Directness in this particular sub-section of the game is fairly common, as Cox found out, but for Burnley a similar approach is taken throughout the entirety of a match. They play more long balls per game (77) than any other team in English football’s top tier. That statistic in itself does not offer a clear enough picture, however, as it doesn’t come with much context.
Perhaps a better way to measure the directness of Premier League possession games is to count how many long balls each team plays per short pass. This at least gives a slightly broader view of the types of pass teams tend to play. However, in this respect, Burnley’s directness is only further emphasised.
Dyche’s side play one long pass for every 3.5 short passes. The nearest team to them is West Bromwich Albion, up until recently managed by Tony Pulis, who play one long ball for every 3.6 short passes. Leicester are third in this particular league table with one per 4.2 short passes. The Premier League average is one long ball per 5.9 short passes.
Burnley’s attacks are, evidently, based around long balls. But to put them and West Brom – who are currently just outside the relegation zone – in the same boat would be wrong.
The Clarets’ attacking strategy is a cohesive one: they possess two of the most consistently successful target men in the division in Sam Vokes and Chris Wood, while their midfield are keenly aware of the runs they need to make off said target men while the ball is in the air.
Whoever is chosen to lead the line rarely finds himself isolated, and the support provided allows the second ball to be won cleanly.

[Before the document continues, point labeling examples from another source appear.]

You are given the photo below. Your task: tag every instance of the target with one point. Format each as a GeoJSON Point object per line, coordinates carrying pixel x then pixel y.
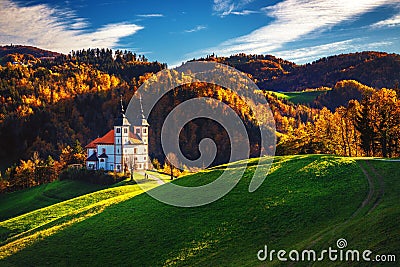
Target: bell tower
{"type": "Point", "coordinates": [121, 138]}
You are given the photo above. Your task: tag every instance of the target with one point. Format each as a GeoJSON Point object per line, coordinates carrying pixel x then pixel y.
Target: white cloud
{"type": "Point", "coordinates": [56, 29]}
{"type": "Point", "coordinates": [156, 15]}
{"type": "Point", "coordinates": [391, 22]}
{"type": "Point", "coordinates": [244, 12]}
{"type": "Point", "coordinates": [226, 7]}
{"type": "Point", "coordinates": [293, 20]}
{"type": "Point", "coordinates": [196, 29]}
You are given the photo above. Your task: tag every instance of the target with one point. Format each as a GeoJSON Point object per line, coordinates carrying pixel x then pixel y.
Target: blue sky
{"type": "Point", "coordinates": [174, 31]}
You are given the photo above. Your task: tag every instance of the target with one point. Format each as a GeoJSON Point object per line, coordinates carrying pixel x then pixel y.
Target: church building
{"type": "Point", "coordinates": [122, 149]}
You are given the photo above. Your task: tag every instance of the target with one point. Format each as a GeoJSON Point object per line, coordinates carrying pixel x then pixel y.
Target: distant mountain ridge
{"type": "Point", "coordinates": [375, 69]}
{"type": "Point", "coordinates": [26, 50]}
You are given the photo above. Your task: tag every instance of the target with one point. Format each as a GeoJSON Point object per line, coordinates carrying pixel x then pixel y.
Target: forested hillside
{"type": "Point", "coordinates": [52, 105]}
{"type": "Point", "coordinates": [375, 69]}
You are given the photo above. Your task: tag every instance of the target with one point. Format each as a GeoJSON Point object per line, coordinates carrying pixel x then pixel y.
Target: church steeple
{"type": "Point", "coordinates": [122, 105]}
{"type": "Point", "coordinates": [144, 121]}
{"type": "Point", "coordinates": [122, 120]}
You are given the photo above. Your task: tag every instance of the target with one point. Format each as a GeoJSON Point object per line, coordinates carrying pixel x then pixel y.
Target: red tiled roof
{"type": "Point", "coordinates": [107, 139]}
{"type": "Point", "coordinates": [135, 139]}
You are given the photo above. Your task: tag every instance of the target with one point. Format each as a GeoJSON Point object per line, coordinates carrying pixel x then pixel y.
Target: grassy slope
{"type": "Point", "coordinates": [299, 204]}
{"type": "Point", "coordinates": [306, 97]}
{"type": "Point", "coordinates": [16, 203]}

This type of possession allows Burnley to bypass opposition pressure and progress up the field quickly, with less risk of giving the ball away close to goal through poor quality build-up among the defenders. And they do this while targeting dangerous areas; Pep Guardiola referenced this in October, saying: “They deserve a lot of credit…They are masters at attacking the channel.”
It’s fair to say that Dyche’s attacking style consistent predominantly of ‘long ball football’ to use a generic term, though his tactics also include an organised defensive game.

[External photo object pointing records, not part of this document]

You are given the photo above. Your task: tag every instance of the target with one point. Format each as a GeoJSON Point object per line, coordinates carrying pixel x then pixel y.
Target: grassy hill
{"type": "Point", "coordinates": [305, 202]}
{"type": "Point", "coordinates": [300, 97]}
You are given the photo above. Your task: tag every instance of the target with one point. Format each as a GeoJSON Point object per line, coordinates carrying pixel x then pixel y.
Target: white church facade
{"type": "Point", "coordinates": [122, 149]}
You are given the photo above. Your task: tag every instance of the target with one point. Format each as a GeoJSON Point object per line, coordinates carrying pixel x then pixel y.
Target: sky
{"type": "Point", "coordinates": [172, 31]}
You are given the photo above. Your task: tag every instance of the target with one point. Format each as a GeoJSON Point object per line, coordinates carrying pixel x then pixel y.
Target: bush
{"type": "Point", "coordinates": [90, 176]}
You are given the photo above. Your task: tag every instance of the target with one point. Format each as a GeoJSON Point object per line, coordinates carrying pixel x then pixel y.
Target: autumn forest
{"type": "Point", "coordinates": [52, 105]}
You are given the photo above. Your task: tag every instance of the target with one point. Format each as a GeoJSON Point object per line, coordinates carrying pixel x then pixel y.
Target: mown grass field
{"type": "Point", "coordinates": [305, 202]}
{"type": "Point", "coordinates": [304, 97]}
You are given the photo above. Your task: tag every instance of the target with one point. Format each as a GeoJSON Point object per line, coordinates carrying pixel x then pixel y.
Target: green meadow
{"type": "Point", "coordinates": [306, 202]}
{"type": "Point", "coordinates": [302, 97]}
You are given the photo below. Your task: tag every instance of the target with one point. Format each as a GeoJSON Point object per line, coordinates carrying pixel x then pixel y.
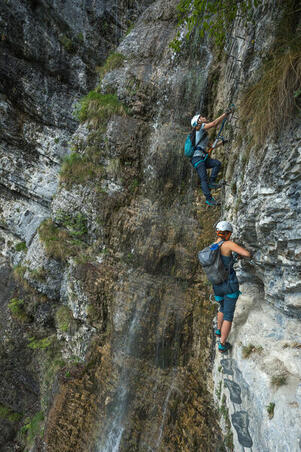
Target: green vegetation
{"type": "Point", "coordinates": [247, 350]}
{"type": "Point", "coordinates": [8, 414]}
{"type": "Point", "coordinates": [279, 380]}
{"type": "Point", "coordinates": [133, 185]}
{"type": "Point", "coordinates": [38, 273]}
{"type": "Point", "coordinates": [40, 344]}
{"type": "Point", "coordinates": [270, 410]}
{"type": "Point", "coordinates": [66, 43]}
{"type": "Point", "coordinates": [213, 18]}
{"type": "Point", "coordinates": [274, 97]}
{"type": "Point", "coordinates": [63, 317]}
{"type": "Point", "coordinates": [21, 246]}
{"type": "Point", "coordinates": [219, 389]}
{"type": "Point", "coordinates": [78, 169]}
{"type": "Point", "coordinates": [114, 61]}
{"type": "Point", "coordinates": [19, 271]}
{"type": "Point", "coordinates": [16, 308]}
{"type": "Point", "coordinates": [33, 427]}
{"type": "Point", "coordinates": [97, 108]}
{"type": "Point", "coordinates": [58, 242]}
{"type": "Point", "coordinates": [76, 224]}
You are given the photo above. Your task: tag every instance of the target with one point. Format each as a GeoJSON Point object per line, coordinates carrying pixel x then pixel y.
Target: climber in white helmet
{"type": "Point", "coordinates": [227, 292]}
{"type": "Point", "coordinates": [201, 160]}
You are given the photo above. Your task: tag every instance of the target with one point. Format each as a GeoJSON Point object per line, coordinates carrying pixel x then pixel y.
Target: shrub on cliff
{"type": "Point", "coordinates": [58, 242]}
{"type": "Point", "coordinates": [114, 61]}
{"type": "Point", "coordinates": [16, 307]}
{"type": "Point", "coordinates": [97, 108]}
{"type": "Point", "coordinates": [78, 169]}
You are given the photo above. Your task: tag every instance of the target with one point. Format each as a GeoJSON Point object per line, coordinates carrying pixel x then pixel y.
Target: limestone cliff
{"type": "Point", "coordinates": [105, 315]}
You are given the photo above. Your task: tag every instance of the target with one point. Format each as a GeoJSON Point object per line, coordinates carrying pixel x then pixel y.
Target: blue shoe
{"type": "Point", "coordinates": [224, 348]}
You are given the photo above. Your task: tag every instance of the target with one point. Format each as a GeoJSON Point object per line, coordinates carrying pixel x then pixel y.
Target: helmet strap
{"type": "Point", "coordinates": [225, 235]}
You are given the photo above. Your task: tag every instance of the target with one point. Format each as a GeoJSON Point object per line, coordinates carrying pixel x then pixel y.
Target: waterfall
{"type": "Point", "coordinates": [147, 354]}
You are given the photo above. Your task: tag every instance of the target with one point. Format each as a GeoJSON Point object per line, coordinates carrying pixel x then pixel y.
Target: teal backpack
{"type": "Point", "coordinates": [190, 145]}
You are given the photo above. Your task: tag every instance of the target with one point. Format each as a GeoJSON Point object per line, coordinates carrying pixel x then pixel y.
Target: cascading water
{"type": "Point", "coordinates": [148, 355]}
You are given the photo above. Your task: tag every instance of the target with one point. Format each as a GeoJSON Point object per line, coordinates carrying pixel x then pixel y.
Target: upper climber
{"type": "Point", "coordinates": [200, 159]}
{"type": "Point", "coordinates": [227, 292]}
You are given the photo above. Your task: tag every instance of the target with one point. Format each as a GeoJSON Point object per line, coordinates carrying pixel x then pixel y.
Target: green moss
{"type": "Point", "coordinates": [8, 414]}
{"type": "Point", "coordinates": [78, 169]}
{"type": "Point", "coordinates": [97, 108]}
{"type": "Point", "coordinates": [67, 43]}
{"type": "Point", "coordinates": [247, 350]}
{"type": "Point", "coordinates": [270, 409]}
{"type": "Point", "coordinates": [58, 242]}
{"type": "Point", "coordinates": [16, 308]}
{"type": "Point", "coordinates": [76, 224]}
{"type": "Point", "coordinates": [19, 271]}
{"type": "Point", "coordinates": [21, 246]}
{"type": "Point", "coordinates": [211, 18]}
{"type": "Point", "coordinates": [40, 344]}
{"type": "Point", "coordinates": [33, 428]}
{"type": "Point", "coordinates": [269, 104]}
{"type": "Point", "coordinates": [114, 61]}
{"type": "Point", "coordinates": [279, 380]}
{"type": "Point", "coordinates": [63, 317]}
{"type": "Point", "coordinates": [134, 185]}
{"type": "Point", "coordinates": [234, 188]}
{"type": "Point", "coordinates": [38, 274]}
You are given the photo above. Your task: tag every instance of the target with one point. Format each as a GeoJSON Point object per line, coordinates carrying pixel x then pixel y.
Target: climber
{"type": "Point", "coordinates": [200, 159]}
{"type": "Point", "coordinates": [227, 292]}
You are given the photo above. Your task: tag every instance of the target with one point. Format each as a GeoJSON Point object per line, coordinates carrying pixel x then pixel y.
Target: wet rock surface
{"type": "Point", "coordinates": [110, 335]}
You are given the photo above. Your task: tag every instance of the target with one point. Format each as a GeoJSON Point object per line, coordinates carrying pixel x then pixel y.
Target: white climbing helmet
{"type": "Point", "coordinates": [224, 226]}
{"type": "Point", "coordinates": [194, 121]}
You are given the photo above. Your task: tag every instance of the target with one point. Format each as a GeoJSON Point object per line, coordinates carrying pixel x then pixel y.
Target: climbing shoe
{"type": "Point", "coordinates": [224, 348]}
{"type": "Point", "coordinates": [213, 185]}
{"type": "Point", "coordinates": [211, 202]}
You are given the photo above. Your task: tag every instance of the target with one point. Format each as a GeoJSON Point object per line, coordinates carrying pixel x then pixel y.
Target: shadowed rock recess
{"type": "Point", "coordinates": [106, 322]}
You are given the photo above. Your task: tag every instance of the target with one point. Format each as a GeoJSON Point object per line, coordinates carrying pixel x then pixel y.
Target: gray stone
{"type": "Point", "coordinates": [234, 390]}
{"type": "Point", "coordinates": [240, 421]}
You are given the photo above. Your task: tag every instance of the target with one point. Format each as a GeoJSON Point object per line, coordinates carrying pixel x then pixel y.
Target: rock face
{"type": "Point", "coordinates": [261, 376]}
{"type": "Point", "coordinates": [106, 315]}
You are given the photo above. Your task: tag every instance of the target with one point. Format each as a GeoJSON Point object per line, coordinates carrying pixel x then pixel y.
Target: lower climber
{"type": "Point", "coordinates": [227, 292]}
{"type": "Point", "coordinates": [201, 160]}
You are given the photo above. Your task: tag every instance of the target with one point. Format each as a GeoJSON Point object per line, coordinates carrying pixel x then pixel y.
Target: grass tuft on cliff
{"type": "Point", "coordinates": [16, 307]}
{"type": "Point", "coordinates": [33, 428]}
{"type": "Point", "coordinates": [63, 318]}
{"type": "Point", "coordinates": [271, 103]}
{"type": "Point", "coordinates": [78, 169]}
{"type": "Point", "coordinates": [96, 108]}
{"type": "Point", "coordinates": [58, 242]}
{"type": "Point", "coordinates": [8, 414]}
{"type": "Point", "coordinates": [114, 61]}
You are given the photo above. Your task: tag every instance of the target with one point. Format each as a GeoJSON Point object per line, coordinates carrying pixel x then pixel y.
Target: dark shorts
{"type": "Point", "coordinates": [227, 294]}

His Burnley defend in an aggressively man-oriented manner – not the relentless but at times kamikaze approach popularised and romanticised by Marcelo Bielsa and Gian Piero Gasperini in France and Italy, but something slightly looser.
His strikers are active and defend from the front, and there is an impressive intensity to the team’s closing down that comes from being in constant close proximity to the opposition, as well as an emphasis on pressing in midfield to stultify opposition build-up. They are, in short, very difficult to play through.
Dyche may struggle to connect with the wider footballing populace for as long as he rallies against some invisible dark force he perceives to be conspiring against him. However, his tactics are sound. His attacking style may look slightly out of place in today’s Premier League, but it works.